Cycle Core

After today’s class, a guy came up to me and said this class was by far the hardest cycling class he’s attended. I love hearing comments like that. As a group fitness participant, I want to show up and be challenged, and leave sweaty and rejuvenated. I hope my participants feel the same. On that note, I always specify to participants that this is YOUR workout and YOU are in control of your bike. Your flat road, whether you gear up when I tell you to, etc. is all on your own.
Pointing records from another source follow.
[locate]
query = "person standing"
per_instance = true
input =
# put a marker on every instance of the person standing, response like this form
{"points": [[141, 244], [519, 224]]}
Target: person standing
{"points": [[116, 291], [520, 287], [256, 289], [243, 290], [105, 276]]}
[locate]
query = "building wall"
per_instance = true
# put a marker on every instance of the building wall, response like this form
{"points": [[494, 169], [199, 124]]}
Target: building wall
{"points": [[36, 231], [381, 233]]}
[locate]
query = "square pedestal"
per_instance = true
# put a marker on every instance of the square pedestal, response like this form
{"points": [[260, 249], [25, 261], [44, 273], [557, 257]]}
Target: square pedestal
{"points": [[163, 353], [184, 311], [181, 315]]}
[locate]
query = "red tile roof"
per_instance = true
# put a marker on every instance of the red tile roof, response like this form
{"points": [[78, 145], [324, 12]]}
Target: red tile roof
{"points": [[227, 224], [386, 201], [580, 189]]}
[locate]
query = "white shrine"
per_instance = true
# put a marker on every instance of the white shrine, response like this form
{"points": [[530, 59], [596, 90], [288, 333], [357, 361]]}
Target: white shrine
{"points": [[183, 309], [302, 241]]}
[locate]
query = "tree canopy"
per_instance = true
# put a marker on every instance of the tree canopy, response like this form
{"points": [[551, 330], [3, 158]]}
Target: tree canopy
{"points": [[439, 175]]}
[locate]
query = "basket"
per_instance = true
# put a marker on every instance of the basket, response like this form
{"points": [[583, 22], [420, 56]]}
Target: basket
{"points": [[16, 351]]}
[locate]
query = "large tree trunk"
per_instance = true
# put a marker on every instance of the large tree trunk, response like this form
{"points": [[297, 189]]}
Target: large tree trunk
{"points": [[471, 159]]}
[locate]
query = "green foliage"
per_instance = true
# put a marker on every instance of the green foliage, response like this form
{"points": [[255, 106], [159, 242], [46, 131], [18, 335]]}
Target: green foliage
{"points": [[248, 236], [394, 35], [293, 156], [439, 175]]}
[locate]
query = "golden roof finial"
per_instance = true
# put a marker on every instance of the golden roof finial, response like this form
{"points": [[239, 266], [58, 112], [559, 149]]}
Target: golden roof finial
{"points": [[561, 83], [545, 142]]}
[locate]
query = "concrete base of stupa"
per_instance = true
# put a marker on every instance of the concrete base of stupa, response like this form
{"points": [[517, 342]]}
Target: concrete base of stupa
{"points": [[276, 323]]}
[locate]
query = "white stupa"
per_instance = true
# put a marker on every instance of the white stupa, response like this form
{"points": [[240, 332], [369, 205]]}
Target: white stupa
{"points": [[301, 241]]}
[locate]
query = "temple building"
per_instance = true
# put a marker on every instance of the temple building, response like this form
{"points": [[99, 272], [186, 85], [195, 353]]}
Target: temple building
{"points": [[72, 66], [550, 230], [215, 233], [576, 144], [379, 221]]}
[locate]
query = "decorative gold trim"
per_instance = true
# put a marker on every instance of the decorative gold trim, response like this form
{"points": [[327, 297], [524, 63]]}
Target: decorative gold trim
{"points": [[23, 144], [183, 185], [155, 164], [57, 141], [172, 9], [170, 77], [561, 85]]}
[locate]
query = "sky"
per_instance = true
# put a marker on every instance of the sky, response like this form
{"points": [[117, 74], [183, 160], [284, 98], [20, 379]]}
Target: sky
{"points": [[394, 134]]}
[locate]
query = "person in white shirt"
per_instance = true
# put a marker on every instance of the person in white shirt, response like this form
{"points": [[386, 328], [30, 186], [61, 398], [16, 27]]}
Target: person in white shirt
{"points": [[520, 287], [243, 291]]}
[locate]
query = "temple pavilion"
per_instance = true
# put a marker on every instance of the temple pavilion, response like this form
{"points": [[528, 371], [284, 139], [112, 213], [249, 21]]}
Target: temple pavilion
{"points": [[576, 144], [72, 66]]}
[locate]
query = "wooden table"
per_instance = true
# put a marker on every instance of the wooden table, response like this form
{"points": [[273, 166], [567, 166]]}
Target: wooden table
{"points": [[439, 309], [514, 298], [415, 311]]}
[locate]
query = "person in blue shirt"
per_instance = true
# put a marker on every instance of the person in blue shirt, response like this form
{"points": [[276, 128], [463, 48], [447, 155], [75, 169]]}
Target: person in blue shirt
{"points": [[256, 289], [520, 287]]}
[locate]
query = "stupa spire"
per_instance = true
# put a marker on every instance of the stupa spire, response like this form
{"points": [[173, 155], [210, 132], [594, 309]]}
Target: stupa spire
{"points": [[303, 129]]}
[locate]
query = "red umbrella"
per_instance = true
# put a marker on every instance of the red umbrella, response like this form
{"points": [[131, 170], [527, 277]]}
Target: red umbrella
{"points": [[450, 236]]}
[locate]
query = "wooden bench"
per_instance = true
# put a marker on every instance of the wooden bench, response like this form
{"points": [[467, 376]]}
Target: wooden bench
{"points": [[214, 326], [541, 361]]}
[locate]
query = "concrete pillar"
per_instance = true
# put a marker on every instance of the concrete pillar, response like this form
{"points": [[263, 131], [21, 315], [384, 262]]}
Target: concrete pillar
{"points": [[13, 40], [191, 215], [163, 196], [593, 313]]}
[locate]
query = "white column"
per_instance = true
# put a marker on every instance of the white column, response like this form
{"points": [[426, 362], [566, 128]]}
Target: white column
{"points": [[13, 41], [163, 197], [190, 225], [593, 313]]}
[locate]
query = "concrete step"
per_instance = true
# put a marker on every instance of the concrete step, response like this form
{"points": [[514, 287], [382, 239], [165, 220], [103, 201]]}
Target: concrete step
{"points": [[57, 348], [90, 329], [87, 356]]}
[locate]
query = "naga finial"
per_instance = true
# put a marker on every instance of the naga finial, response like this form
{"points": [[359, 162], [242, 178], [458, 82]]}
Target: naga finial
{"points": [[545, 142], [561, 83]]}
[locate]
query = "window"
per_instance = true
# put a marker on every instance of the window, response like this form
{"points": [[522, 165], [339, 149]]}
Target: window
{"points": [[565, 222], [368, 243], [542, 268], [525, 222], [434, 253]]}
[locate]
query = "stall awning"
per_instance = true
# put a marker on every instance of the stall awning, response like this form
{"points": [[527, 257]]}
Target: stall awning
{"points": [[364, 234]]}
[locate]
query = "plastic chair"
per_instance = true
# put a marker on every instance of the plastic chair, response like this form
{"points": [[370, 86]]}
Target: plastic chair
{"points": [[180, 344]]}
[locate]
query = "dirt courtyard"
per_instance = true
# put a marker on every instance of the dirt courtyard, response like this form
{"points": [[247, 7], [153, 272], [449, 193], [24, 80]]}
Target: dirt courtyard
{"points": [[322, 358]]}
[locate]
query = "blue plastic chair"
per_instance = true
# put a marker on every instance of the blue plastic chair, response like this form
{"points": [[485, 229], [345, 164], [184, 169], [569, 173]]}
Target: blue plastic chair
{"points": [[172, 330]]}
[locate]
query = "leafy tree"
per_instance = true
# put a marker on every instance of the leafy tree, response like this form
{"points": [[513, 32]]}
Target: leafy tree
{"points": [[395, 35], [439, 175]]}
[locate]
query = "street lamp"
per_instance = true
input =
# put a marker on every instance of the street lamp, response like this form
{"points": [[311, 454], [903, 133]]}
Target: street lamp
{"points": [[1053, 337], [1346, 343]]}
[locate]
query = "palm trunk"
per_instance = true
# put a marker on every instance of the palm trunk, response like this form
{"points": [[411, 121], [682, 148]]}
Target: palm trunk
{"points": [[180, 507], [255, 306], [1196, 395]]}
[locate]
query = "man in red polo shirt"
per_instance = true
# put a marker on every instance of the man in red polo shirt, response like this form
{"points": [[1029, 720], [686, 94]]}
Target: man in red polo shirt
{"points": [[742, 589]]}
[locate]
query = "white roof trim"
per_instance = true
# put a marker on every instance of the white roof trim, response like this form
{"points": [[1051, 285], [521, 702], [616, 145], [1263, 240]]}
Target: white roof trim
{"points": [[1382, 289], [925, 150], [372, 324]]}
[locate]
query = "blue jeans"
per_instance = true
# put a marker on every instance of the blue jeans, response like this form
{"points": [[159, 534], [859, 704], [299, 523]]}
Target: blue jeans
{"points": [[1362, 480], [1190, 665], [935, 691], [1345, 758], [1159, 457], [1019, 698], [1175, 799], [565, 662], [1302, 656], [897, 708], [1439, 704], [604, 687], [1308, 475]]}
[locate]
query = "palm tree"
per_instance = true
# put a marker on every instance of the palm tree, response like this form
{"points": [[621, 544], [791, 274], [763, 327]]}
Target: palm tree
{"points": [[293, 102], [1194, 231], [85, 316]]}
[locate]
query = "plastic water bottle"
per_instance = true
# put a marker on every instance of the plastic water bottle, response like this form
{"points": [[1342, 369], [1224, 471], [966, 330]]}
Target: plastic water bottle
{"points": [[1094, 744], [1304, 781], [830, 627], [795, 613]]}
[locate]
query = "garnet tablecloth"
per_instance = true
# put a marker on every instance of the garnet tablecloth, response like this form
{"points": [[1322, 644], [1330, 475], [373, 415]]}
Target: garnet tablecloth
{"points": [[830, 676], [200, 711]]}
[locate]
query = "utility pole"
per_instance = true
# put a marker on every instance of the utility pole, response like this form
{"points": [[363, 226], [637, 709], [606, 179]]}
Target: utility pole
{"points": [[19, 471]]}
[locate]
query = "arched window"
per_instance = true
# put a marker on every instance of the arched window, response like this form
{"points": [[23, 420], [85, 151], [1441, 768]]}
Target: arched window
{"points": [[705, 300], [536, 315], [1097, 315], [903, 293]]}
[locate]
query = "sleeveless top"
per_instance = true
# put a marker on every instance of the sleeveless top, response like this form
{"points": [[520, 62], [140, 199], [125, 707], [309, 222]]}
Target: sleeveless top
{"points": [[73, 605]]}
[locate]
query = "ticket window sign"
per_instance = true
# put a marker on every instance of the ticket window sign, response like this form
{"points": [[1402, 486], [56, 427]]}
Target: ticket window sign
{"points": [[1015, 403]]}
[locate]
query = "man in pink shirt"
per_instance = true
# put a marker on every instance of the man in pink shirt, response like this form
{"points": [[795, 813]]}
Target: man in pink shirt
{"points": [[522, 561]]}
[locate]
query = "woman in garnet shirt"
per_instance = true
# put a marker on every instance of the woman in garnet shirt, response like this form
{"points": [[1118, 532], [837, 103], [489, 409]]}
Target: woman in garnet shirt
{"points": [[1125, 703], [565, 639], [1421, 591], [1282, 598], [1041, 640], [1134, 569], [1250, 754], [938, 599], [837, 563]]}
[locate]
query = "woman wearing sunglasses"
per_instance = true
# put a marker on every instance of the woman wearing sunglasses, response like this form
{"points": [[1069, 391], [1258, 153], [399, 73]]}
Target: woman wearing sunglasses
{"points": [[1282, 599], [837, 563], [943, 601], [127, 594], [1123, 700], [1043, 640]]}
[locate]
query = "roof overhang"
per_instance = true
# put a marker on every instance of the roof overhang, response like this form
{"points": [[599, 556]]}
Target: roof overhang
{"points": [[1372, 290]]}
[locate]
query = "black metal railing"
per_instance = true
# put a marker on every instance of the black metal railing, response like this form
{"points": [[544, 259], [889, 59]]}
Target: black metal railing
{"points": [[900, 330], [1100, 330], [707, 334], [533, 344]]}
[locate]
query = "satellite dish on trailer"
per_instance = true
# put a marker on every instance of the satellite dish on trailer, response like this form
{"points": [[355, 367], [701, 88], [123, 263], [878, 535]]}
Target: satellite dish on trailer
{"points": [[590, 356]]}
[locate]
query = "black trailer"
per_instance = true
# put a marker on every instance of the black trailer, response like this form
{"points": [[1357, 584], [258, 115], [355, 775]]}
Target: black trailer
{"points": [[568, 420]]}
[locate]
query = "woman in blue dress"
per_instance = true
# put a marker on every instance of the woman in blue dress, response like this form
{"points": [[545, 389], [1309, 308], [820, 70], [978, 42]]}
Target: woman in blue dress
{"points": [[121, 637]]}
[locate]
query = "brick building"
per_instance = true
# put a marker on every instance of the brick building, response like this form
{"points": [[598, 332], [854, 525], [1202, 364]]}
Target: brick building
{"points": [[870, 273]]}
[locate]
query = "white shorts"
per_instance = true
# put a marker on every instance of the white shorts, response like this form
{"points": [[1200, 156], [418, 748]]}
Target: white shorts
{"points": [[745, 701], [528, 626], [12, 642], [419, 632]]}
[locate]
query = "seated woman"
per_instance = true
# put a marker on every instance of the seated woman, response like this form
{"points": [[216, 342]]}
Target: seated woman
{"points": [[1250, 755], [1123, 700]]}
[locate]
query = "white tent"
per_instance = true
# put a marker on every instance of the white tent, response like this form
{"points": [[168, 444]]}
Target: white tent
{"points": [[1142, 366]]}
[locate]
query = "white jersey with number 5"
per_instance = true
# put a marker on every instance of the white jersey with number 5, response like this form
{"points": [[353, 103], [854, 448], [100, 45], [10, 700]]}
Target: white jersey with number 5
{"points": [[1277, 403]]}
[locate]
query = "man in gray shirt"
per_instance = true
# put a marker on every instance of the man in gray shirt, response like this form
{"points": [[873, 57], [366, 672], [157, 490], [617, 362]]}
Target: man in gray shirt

So here’s what we did in the cycle core class I subbed at the Cooper Y this afternoon:

  1. warm up – flat road RPM drills, hover, running, pushes, increase gear to 4 above base throughout song
  2. slides – slides on the verses, hover on chorus; gear up 2 after each set of slides – end up at 8 above base; begin at 4 above base
  3. seated climb – starting at base, increasing gear at 20-30 sec intervals to 8 above base
  4. sprints – begin on your flat road; RPM 100 resting, sprint to 125-130 RPMs on chorus, increase 1 gear after each sprint
  5. isolations|climbing – starting at 4 above base, isolate on chorus, climb on verses; gear up 1-2 gears after each isolation {isolations are focusing on using your leg muscles to rotate peddles instead of using your body weight, try eliminating the bounce – think of trying to ride with a book balanced on your head; maintain speed}
  6. climb – starting at 4 above flat road, push on the chorus, increase gear by 1 after each push
  7. speed work – on your flat road, building and breaking between 110 and 130 RPMs
  8. heavy climb – beginning at base, increase gears by 1 every 15 seconds until you reach 12 above base, slowly decrease by 2 gears back to base; remain in the saddle until peddling becomes too difficult
  9. pushes – 2 seated pushes (one on base, 1 at 2 above base) + 2 standing pushes (4 above base); both on chorus
  10. single leg work – unclip one foot, working 1 leg at a time; starting at base, increase gear by 2 every 30 sec for 1.5 minutes; repeat on other leg
  11. seated pushes – beginning at 4 above base, on chorus, sit down and push without touching gear; RPM should reach 90-100 RPMs and should be tough
  12. skipped due to time
  13. jumps – 4 count, 2 count, back to 4 count; hover on chorus/bridge

10 min core work – planks, crunches, supermans, etc.

Enjoy the final bit of your weekend, and I hope you’ll join me here or in classes this week!